In all these stages, are we missing out on an opportunity, is our time better sat elsewhere? As Billy Collins observes, we're in need of some pause for the sake of remembering...
You see them on porches and on lawns
down by the lakeside,
usually arranged in pairs implying a couple

who might sit there and look out
at the water or the big shade trees.
The trouble is you never see anyone

sitting in these forlorn chairs
though at one time it must have seemed
a good place to stop and do nothing for a while.

Sometimes there is a little table
between the chairs where no one
is resting a glass or placing a book facedown.

It might be none of my business,
but it might be a good idea one day
for everyone who placed those vacant chairs

on a veranda or a dock to sit down in them
for the sake of remembering
whatever it was they thought deserved

to be viewed from two chairs
side by side with a table in between.
The clouds are high and massive that day.

The woman looks up from her book.
The man takes a sip of his drink.
Then there is nothing but the sound of their looking,

the lapping of lake water, and a call of one bird
then another, cries of joy or warning—
it passes the time to wonder which.

- The Chairs That No One Sits In

Tuesday, June 9, 2009

Cloudy Symbols : Dormant Dream

Print by Ellie Annan

Until recently, I thought a dream might die, might pass like the shedding of a skin or the molting of a feather - natural, painless. When your dream becomes exhausting, you have to wonder whether it isn't just the most giant relief to finally release it into the ether.

It seems, however, the death of a dream is rather like the Master's visit to Moscow - an inescapable debt that eventually must be collected. The dream demands to be mourned and the shallow hole it leaves behind must be acknowledged. You can't pretend it was never there. The letting go of the frustration and rejection also means the letting go of living in the richness of creative space; means letting go of dwelling with the muse. The acceptance of surface-scratching victories in the day-to-day means you've given up somewhere else. No one would argue it wasn't necessary. In our tight-lipped circle, preservation of sanity is something done behind closed doors in a controlled environment. A sound bite over coffee or a confession between forkfuls of salad is fine. But no one really wants to see you hanging by a thread.

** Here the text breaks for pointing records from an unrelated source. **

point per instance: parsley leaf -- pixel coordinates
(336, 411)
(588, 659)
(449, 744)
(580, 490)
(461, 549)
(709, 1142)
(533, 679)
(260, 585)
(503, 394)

And then the question is, what now? Presuming most people want to find a way to leave their positive mark on the world before their time is through, you have to get a new dream when the old one doesn't work out. The greatest poet who ever lived was younger than I when he died, yet his understanding of the treacheries of time were far beyond what his 25 years permitted. He wondered aloud the fears we face and touched upon an age-old race to figure it out and gulp it down as time marches on.
WHEN I have fears that I may cease to be
Before my pen has glean'd my teeming brain,
Before high-piled books, in charact'ry,
Hold like rich garners the full-ripen'd grain;
When I behold, upon the night's starr'd face,
Huge cloudy symbols of a high romance,
And feel that I may never live to trace
Their shadows, with the magic hand of chance;
And when I feel, fair creature of an hour!
That I shall never look upon thee more,
Never have relish in the faery power
Of unreflecting love;—then on the shore
Of the wide world I stand alone, and think,
Till Love and Fame to nothingness do sink.
- When I Have Fears by John Keats (1818)

Monday, June 1, 2009

Voila! : My Scars

My appendicitis scars turn a year old today. With the unlikely set of events the particularly pesky appendix yielded, this was a perilous journey but what a difference a year makes! Thus, an offering from literature's smallest, most fearless heroine seems particularly apropos. Like Madeline, we should all be so brave as to look fear in the face and say "pooh-pooh."
In an old house in Paris that was covered with vines lived twelve little girls in two straight lines. In two straight lines they broke their bread and brushed their teeth and went to bed. They smiled at the good and frowned at the bad and sometimes they were very sad. They left the house at half past nine in two straight lines in rain or shine — the smallest one was Madeline.
That's all there is. There isn't any more.